Kate Wakeling
“I’ve always loved fiddling around with words, particularly playing about with the sounds of words. And I found my way into writing only after many years studying music, (including a stint researching the gamelan music of Bali) but I’ve always had my ears open to stories and poems. I’m delighted now to be a full-time writer and I absolutely love the sort of precise, imaginative and courageous thinking that writing for children demands. And it seems that music of one sort or another still seeps into just about everything I write, regardless of my proximity to a Balinese gong.”
Kate Wakeling grew up in Yorkshire and Birmingham. Her debut collection of poems for children, Moon Juice (illustrated by Elīna Brasliņa and published by The Emma Press) won the 2017 CLiPPA and was nominated for the 2018 Carnegie Medal. Her second collection, Cloud Soup, also illustrated by Elīna Brasliņa was published by The Emma Press and shortlisted for the 2022 CLiPPA. A pamphlet of Kate’s poetry for adults, The Rainbow Faults, is published by The Rialto.
Her most recent poetry collection, A Dinosaur At The Bus Stop, illustrated by Eilidh Muldoon and published by Otter-Barry Books is aimed at 4-7 year-olds.
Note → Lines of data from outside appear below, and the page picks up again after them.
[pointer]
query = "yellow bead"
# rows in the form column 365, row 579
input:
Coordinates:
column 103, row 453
It is her first collection for this younger age group and it is already garnering praise. Jill Bennett on Red Reading Hub says, “Kate Wakeling’s new collection is full of musicality and playfulness: every one of the almost forty offerings cries out to be read aloud either to yourself, family members or school friends.”
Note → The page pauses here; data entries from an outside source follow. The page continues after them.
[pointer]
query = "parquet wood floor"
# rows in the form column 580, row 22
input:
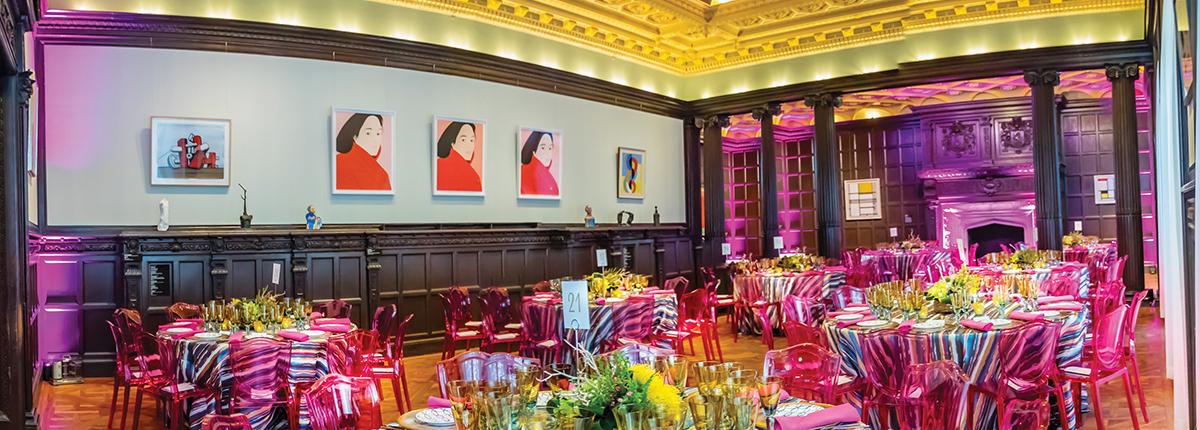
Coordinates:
column 85, row 406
Her poems can also be found in two recently published Little Tiger anthologies, Courage in a Poem and My Heart is a Poem. And last year (2022) her beautiful, timeless poem ‘and a tree’ was commissioned by the Poetry Society to be the Trafalgar Square Christmas Tree poem.
Kate loves performing her work, particularly for family audiences, and she has appeared at the Cheltenham Literature Festival, the Cheltenham Music Festival, the Bridport Literary Festival, the Stratford-Upon-Avon Poetry Festival and the Imagine Children’s Festival at Southbank Centre. She often visits primary and secondary schools, and delivers creative workshops for children with special education needs and disabilities.
Kate is writer-in-residence with Aurora Orchestra and her storytelling concerts for family audiences have been performed widely, including at Wigmore Hall, the Southbank Centre, the Melbourne Festival, the bOing! Festival and on BBC Radio 3. Kate writes regularly for the Times Literary Supplement and BBC Music Magazine.
She lives in Oxford with her husband and sons.
Praise for Moon Juice from poet and current Children’s Laureate, Joseph Coelho: ‘A brilliant collection packed with intriguing characters, myths and mind-popping ideas from a fresh, original voice.’